Point du mari: «On ne peut pas remettre la parole des femmes en question», selon une sage-femme
OBSTETRIQUE•Céline V., sage-femme en région parisienne depuis huit ans, réagit à la publication de notre article sur le «point du mari»…Romain Scotto
En tant que sage-femme hospitalière, Céline V. n’a pas compris le déni de certains gynécologues obstétricien interrogés par 20 Minutes dans un article sur le «point du mari». Cette pratique consiste en la pose d’un point supplémentaire pour resserrer le vagin d’une femme après une épisiotomie, dans le but d’augmenter le plaisir sexuel de son/ses futur(s) partenaire(s).
La semaine dernière, Agnès Ledig, sage-femme et écrivain, avait publié un texte dénonçant cet acte médical méconnu et sur lequel planent encore quelques zones d’ombre. Céline V., administratrice de l’un des principaux forums de discussion de la profession, la rejoint sur plusieurs points.
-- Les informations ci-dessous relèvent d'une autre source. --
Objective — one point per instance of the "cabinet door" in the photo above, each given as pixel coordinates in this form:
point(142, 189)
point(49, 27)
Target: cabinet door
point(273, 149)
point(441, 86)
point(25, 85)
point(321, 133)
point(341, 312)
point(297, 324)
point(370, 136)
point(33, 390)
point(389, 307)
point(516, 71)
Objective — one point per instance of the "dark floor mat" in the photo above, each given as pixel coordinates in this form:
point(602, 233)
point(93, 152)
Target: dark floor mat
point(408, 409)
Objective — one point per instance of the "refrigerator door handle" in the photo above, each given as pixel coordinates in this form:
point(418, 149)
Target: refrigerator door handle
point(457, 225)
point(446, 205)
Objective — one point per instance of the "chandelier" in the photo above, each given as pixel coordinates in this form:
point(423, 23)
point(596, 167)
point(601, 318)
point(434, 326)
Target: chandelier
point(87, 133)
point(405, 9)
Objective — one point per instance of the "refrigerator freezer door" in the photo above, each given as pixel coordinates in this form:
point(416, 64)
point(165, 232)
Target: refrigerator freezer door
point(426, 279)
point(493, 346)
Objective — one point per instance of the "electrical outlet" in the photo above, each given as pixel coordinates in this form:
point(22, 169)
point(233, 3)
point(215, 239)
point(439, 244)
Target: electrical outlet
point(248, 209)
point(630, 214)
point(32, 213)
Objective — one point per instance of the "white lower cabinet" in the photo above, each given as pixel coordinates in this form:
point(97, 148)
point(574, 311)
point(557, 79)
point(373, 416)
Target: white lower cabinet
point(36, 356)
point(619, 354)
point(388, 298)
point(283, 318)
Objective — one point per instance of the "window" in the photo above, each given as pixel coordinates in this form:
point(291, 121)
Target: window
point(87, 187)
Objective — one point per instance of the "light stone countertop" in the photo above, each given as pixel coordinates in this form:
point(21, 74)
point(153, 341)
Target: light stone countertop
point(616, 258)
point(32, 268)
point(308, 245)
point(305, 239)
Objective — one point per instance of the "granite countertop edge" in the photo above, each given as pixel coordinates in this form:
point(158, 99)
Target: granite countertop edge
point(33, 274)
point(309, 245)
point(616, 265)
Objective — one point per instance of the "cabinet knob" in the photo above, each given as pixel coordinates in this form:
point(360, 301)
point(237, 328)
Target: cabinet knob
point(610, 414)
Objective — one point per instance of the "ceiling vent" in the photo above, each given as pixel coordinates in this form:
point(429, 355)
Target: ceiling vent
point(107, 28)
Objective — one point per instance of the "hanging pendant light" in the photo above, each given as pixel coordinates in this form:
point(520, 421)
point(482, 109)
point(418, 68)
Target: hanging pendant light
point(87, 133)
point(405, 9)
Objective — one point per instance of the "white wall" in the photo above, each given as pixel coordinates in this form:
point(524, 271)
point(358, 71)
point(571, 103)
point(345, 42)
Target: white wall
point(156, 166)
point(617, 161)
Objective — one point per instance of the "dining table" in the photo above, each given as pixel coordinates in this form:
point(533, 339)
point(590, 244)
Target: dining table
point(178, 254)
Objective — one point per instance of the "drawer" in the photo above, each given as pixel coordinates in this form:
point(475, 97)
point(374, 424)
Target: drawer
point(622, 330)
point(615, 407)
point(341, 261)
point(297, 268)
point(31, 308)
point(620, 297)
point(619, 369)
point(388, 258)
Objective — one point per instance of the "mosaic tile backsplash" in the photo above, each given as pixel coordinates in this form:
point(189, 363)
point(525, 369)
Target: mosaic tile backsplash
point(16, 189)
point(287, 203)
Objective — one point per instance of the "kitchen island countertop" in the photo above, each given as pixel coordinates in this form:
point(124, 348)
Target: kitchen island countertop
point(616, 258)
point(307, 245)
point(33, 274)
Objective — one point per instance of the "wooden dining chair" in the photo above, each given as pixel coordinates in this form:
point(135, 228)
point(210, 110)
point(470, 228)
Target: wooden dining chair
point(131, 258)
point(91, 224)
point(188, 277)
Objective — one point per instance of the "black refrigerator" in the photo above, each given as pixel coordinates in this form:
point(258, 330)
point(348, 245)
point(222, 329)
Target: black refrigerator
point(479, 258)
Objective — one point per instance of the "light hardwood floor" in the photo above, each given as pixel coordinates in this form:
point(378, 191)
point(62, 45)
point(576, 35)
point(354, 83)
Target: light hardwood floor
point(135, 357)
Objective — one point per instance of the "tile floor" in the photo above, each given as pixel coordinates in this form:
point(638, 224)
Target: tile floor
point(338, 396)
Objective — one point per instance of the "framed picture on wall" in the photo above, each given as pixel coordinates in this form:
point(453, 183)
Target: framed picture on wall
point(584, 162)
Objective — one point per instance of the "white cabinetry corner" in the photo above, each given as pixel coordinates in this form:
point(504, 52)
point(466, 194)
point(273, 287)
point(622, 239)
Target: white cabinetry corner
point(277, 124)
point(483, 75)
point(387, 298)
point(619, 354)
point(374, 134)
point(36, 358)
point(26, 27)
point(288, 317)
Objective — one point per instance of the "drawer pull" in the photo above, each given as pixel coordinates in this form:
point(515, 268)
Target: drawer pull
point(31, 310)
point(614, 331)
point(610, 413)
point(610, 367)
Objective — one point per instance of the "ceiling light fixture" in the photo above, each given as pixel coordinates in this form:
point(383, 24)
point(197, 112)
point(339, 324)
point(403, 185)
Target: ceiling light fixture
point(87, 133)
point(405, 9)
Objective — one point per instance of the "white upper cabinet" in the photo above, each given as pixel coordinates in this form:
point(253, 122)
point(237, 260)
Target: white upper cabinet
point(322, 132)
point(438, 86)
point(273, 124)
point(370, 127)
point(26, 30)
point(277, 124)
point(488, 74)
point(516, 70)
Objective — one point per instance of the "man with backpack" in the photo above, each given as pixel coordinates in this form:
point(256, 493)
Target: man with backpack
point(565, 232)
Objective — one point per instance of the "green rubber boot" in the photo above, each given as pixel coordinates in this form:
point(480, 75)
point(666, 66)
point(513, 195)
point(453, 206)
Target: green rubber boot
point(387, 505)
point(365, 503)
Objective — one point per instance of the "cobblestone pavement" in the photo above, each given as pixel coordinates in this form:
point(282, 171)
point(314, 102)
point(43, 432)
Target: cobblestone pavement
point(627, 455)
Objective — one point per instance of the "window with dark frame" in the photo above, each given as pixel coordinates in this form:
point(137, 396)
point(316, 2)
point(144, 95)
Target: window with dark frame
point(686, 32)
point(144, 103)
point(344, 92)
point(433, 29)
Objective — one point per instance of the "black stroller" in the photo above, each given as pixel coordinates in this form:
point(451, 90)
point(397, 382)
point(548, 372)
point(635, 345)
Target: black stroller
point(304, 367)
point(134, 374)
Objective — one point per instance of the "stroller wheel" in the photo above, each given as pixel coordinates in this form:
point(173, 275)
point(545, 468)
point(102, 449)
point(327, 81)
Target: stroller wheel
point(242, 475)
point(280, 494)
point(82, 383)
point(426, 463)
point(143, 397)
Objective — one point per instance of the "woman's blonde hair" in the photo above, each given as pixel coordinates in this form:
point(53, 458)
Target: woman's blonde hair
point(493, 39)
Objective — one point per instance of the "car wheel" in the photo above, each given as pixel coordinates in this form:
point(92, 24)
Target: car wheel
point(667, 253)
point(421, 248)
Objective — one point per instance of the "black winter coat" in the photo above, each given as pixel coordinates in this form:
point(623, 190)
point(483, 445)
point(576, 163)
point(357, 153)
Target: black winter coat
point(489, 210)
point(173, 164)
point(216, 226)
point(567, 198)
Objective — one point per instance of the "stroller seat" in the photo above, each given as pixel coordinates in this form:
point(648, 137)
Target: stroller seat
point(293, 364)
Elle s’en explique.
Cette pratique est-elle connue des sages-femmes? «Ce n’est pas courant et quotidien. Quand l’une des sages-femmes de notre forum en a parlé récemment, il y avait des femmes qui, comme moi, en avaient entendu parler. Et d’autres qui sont tombées des nues. Les témoignages ont commencé à arriver. La parole s’est libérée. Une collègue m’a expliqué qu’elle avait prévenu le conseil de l’Ordre car un médecin de son établissement fait cela systématiquement aux patientes. Mais elle est perdue parce qu’elle a l’impression que tout le monde s’en fiche. Les femmes ne racontent pas n’importe quoi. On ne peut pas remettre leur parole en question.»
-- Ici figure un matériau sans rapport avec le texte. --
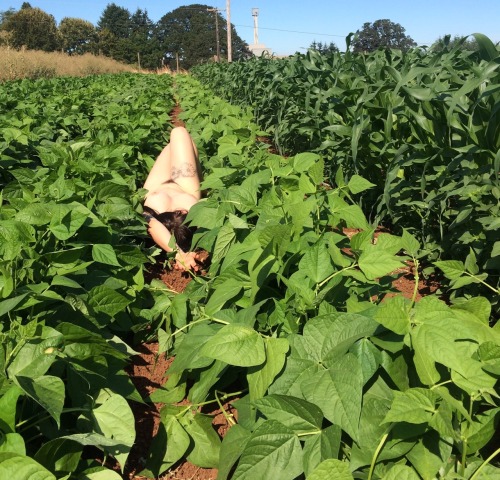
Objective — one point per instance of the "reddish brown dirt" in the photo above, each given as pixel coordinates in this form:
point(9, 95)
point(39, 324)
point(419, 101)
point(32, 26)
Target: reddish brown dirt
point(148, 371)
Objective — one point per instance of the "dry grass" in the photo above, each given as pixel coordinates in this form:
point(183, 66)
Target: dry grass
point(18, 64)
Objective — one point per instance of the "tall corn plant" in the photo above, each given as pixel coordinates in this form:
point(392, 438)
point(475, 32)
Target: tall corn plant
point(422, 126)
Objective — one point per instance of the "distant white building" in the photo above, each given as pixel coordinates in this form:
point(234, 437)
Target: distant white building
point(258, 49)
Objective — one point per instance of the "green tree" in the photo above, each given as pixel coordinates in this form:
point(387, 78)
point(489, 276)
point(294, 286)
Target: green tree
point(114, 30)
point(446, 43)
point(382, 33)
point(189, 33)
point(32, 28)
point(143, 40)
point(4, 34)
point(77, 36)
point(116, 20)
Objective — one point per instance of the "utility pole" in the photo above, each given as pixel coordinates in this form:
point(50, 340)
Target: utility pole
point(229, 43)
point(216, 10)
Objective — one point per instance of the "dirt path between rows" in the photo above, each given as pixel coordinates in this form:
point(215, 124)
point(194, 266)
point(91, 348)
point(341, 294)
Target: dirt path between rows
point(148, 371)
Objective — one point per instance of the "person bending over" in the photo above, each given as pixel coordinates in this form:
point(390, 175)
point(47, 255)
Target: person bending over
point(173, 186)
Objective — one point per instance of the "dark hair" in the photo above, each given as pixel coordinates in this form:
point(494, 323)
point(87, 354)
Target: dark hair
point(175, 224)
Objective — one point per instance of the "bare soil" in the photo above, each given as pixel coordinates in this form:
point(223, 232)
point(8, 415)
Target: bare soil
point(149, 371)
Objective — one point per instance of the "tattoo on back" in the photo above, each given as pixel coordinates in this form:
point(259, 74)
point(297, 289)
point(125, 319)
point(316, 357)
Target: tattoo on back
point(184, 170)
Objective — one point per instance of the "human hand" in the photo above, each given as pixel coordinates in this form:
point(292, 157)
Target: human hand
point(185, 261)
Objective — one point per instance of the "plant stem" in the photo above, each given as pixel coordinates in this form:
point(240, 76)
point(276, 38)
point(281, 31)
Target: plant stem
point(417, 278)
point(204, 319)
point(46, 417)
point(336, 273)
point(228, 418)
point(496, 290)
point(376, 454)
point(194, 406)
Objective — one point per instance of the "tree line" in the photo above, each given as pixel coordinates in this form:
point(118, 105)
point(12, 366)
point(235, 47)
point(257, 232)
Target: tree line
point(183, 37)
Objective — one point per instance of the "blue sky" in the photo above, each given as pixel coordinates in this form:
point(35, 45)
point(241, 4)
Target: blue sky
point(287, 26)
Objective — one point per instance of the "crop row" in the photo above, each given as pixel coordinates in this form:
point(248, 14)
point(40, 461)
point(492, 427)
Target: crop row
point(73, 153)
point(287, 326)
point(423, 127)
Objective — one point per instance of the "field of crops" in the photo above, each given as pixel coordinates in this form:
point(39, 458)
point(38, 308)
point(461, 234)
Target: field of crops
point(294, 323)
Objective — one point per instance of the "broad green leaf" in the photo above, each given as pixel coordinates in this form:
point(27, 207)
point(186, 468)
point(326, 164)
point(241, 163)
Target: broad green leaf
point(273, 451)
point(416, 405)
point(377, 263)
point(261, 377)
point(206, 448)
point(401, 472)
point(232, 447)
point(323, 446)
point(304, 161)
point(104, 253)
point(223, 293)
point(67, 219)
point(358, 184)
point(60, 455)
point(487, 48)
point(8, 405)
point(338, 392)
point(297, 414)
point(451, 268)
point(296, 371)
point(115, 420)
point(108, 301)
point(225, 239)
point(479, 432)
point(316, 263)
point(340, 334)
point(331, 469)
point(410, 243)
point(20, 467)
point(11, 303)
point(393, 314)
point(35, 214)
point(479, 306)
point(354, 217)
point(188, 353)
point(208, 378)
point(13, 443)
point(430, 455)
point(102, 474)
point(236, 345)
point(369, 357)
point(46, 390)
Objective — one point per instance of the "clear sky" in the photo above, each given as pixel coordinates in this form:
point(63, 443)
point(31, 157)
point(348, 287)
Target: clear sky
point(287, 26)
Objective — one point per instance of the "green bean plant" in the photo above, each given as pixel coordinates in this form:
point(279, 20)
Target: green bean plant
point(423, 126)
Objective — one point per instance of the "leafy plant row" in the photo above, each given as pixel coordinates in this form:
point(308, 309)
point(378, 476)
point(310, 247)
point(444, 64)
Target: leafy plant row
point(73, 155)
point(288, 326)
point(422, 126)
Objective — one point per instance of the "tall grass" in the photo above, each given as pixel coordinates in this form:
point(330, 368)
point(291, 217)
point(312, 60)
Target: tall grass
point(18, 64)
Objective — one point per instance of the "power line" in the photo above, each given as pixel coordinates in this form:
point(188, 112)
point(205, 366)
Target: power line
point(294, 31)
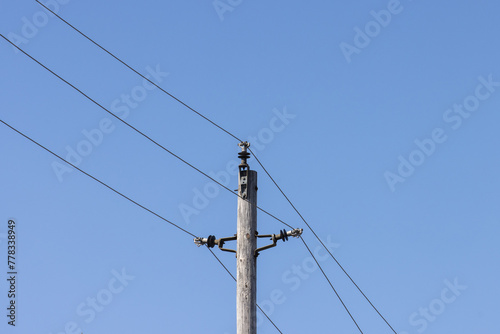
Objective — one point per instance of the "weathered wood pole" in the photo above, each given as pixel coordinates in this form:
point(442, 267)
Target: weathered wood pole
point(246, 286)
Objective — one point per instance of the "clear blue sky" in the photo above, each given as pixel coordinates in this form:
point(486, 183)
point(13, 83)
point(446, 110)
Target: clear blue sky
point(379, 119)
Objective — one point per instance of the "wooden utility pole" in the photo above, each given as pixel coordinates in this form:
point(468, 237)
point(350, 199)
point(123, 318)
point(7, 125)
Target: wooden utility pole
point(246, 243)
point(246, 268)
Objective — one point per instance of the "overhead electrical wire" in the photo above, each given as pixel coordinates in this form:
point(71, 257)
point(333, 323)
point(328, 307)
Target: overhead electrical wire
point(130, 200)
point(137, 130)
point(234, 278)
point(216, 125)
point(97, 180)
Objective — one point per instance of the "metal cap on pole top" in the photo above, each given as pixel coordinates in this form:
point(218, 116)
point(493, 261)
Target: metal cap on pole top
point(246, 247)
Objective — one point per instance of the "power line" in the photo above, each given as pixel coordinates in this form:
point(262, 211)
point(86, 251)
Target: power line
point(324, 246)
point(234, 278)
point(213, 123)
point(331, 285)
point(138, 73)
point(135, 129)
point(127, 198)
point(99, 181)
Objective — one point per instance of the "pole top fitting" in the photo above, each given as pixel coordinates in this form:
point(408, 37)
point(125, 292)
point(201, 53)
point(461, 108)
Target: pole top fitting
point(244, 155)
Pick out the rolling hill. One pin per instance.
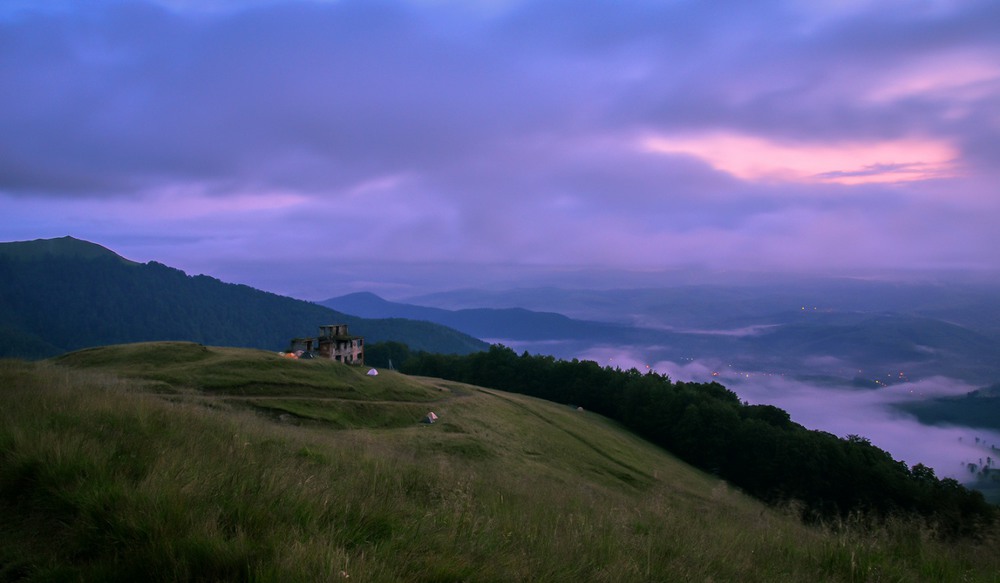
(176, 461)
(58, 295)
(747, 328)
Les médecins peuvent-ils ne pas savoir? «Je comprends que des médecins ne puissent pas être au courant. Dans l’un des endroits où je travaille, les médecins ont beaucoup de respect pour les patients. Ils ne connaissaient pas ou alors ils en avaient entendu parler comme une légende urbaine. Comme d’un truc qui se faisait dans les années 50. Par contre, quand je leur ai expliqué, ils m’ont crue. Ils ont été outrés. Cela dépend beaucoup des lieux où les gens travaillent. Moi en huit ans, je n’ai jamais entendu un médecin proposer cela à une patiente.»
Le consentement des patientes est-il vérifié? «J’ai travaillé dans une dizaine de structures en huit ans. La notion de consentement sur l’épisiotomie est quasiment nulle. C’est une interrogation qu’on doit avoir en tant que professionnels. On a toujours deux minutes pour expliquer quelles seront les conséquences de ce geste médical (l’épisiotomie). Maintenant, les femmes peuvent choisir. Même si c’est en plein accouchement. Si elles refusent, elles en assumeront peut-être les conséquences. Pour autant, je n’ai jamais entendu un gynécologue ou une sage-femme demander: "Est-ce que vous êtes d’accord?"»
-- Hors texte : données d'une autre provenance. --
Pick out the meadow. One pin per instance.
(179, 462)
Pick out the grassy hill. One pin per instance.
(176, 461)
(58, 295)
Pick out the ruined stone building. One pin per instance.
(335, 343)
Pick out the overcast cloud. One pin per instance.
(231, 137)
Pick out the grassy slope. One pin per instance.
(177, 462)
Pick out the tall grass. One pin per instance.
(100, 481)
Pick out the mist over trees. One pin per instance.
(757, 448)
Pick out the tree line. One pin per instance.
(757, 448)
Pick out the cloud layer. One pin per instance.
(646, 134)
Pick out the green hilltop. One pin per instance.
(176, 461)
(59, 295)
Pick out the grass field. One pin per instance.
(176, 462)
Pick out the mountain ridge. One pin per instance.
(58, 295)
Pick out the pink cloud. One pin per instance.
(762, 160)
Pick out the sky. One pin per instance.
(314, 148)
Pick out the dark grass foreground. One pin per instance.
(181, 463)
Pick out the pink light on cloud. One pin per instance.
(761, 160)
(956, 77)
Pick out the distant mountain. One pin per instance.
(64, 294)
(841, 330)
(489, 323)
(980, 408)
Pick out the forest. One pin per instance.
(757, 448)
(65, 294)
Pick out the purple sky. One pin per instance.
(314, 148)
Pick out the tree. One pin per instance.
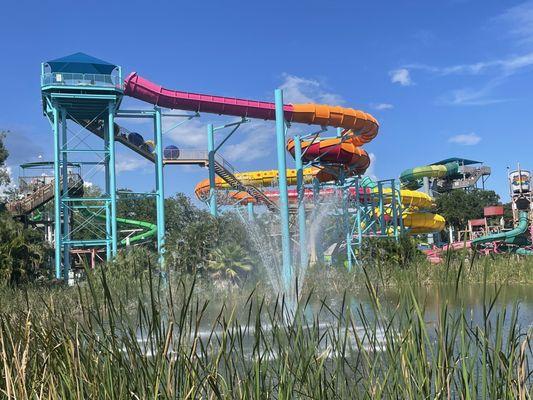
(458, 206)
(229, 262)
(4, 173)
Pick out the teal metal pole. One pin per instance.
(250, 207)
(211, 166)
(302, 229)
(57, 195)
(160, 186)
(347, 225)
(283, 195)
(65, 194)
(319, 250)
(112, 178)
(109, 234)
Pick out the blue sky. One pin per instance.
(449, 78)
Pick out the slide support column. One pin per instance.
(160, 186)
(283, 195)
(250, 207)
(109, 234)
(112, 177)
(211, 165)
(57, 194)
(302, 229)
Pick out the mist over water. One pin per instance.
(264, 232)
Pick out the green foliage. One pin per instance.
(4, 175)
(230, 262)
(21, 251)
(173, 341)
(458, 206)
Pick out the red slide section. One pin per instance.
(359, 127)
(362, 123)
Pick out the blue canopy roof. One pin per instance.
(81, 63)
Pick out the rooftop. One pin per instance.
(81, 63)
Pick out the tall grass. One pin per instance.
(153, 338)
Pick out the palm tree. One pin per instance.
(229, 262)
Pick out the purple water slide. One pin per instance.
(142, 89)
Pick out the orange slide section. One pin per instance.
(254, 178)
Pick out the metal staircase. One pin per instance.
(42, 195)
(189, 157)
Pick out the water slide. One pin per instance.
(412, 178)
(514, 236)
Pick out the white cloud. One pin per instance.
(468, 139)
(401, 76)
(519, 20)
(505, 66)
(191, 134)
(302, 90)
(128, 162)
(258, 143)
(382, 106)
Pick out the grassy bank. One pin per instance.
(132, 334)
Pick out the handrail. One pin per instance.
(78, 79)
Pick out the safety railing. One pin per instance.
(85, 80)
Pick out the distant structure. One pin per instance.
(520, 192)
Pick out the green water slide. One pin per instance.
(514, 236)
(412, 178)
(149, 229)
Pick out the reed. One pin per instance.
(147, 337)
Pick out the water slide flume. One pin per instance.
(364, 126)
(149, 230)
(510, 237)
(412, 178)
(358, 127)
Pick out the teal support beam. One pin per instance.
(211, 166)
(302, 229)
(57, 194)
(160, 199)
(64, 203)
(287, 272)
(112, 178)
(317, 244)
(250, 207)
(109, 254)
(358, 213)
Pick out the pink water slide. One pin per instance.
(364, 124)
(143, 89)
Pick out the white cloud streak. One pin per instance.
(302, 90)
(401, 76)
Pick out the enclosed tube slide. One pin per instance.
(412, 178)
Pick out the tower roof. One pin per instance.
(81, 63)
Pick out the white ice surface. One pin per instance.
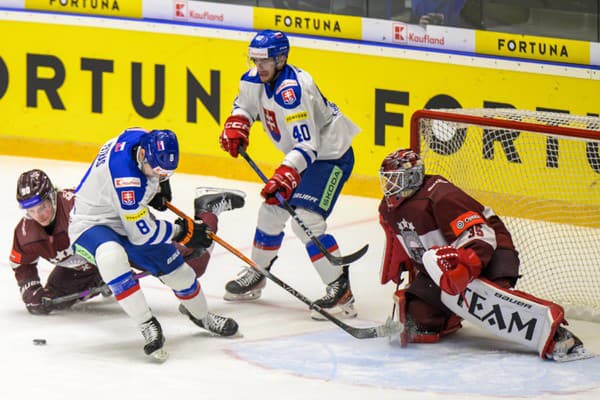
(94, 351)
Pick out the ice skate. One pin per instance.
(152, 332)
(339, 300)
(214, 323)
(248, 286)
(567, 347)
(216, 200)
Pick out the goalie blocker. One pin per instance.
(510, 314)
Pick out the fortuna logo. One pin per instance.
(494, 316)
(308, 23)
(533, 48)
(112, 5)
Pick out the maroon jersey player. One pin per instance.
(470, 243)
(42, 233)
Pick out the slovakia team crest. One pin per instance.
(128, 197)
(288, 96)
(271, 122)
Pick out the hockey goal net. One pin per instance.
(539, 171)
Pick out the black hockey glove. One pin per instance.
(192, 235)
(160, 199)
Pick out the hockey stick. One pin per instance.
(344, 260)
(86, 294)
(388, 329)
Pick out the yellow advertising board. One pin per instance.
(63, 98)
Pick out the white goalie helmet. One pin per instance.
(401, 174)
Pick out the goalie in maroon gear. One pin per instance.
(421, 212)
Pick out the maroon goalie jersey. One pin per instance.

Envisagent-elles une action? «Alerter le public, c’est déjà bien. Il faut faire attention de ne pas faire peur. L’hôpital, ce n’est pas l’enfer. C’est important que les couples, les maris soient au courant. Si on leur propose, il faut qu’ils sachent que ça peut avoir des conséquences délétères pour la femme et donc pour leur couple. Il va falloir qu’on en reparle avec les gynécologues pour qu’ils ne démentent pas ce que nous dénonçons. On doit jouer ensemble. On va voir avec des collèges de gynécologues et de sages-femmes. Et pourquoi pas le Conseil de l’Ordre des sages-femmes et des médecins. On doit recueillir un maximum de témoignages pour produire un document à visée scientifique. Les internes en gynéco et les étudiants sages-femme doivent apprendre ça au cours de leur formation.»
Qu’en est-il de la relation sages-femmes-médecins? «Avec le mouvement de grève des sages-femmes, énormément de tensions ont été exacerbées. Des articles ont été extrêmement injurieux. Il y a eu des dépôts de plainte. Le corporatisme est très prégnant. On en a un peu gros sur la patate. Dès qu’on dit quelque chose, c’est perçu comme étant contre les médecins. Les gynécologues ne sont pas les seuls spécialistes du périnée de la femme. Nous suturons aussi des périnées. Ce qui choque les gynécologues, c’est quand même la pratique en soi. Ce n’est pas le fait qu’on la dénonce. Mais sur ce type de pratiques comme sur d’autres, il y a un corporatisme qui fait que les médecins ont du mal à entendre un message qui ne vient pas d’eux-mêmes.»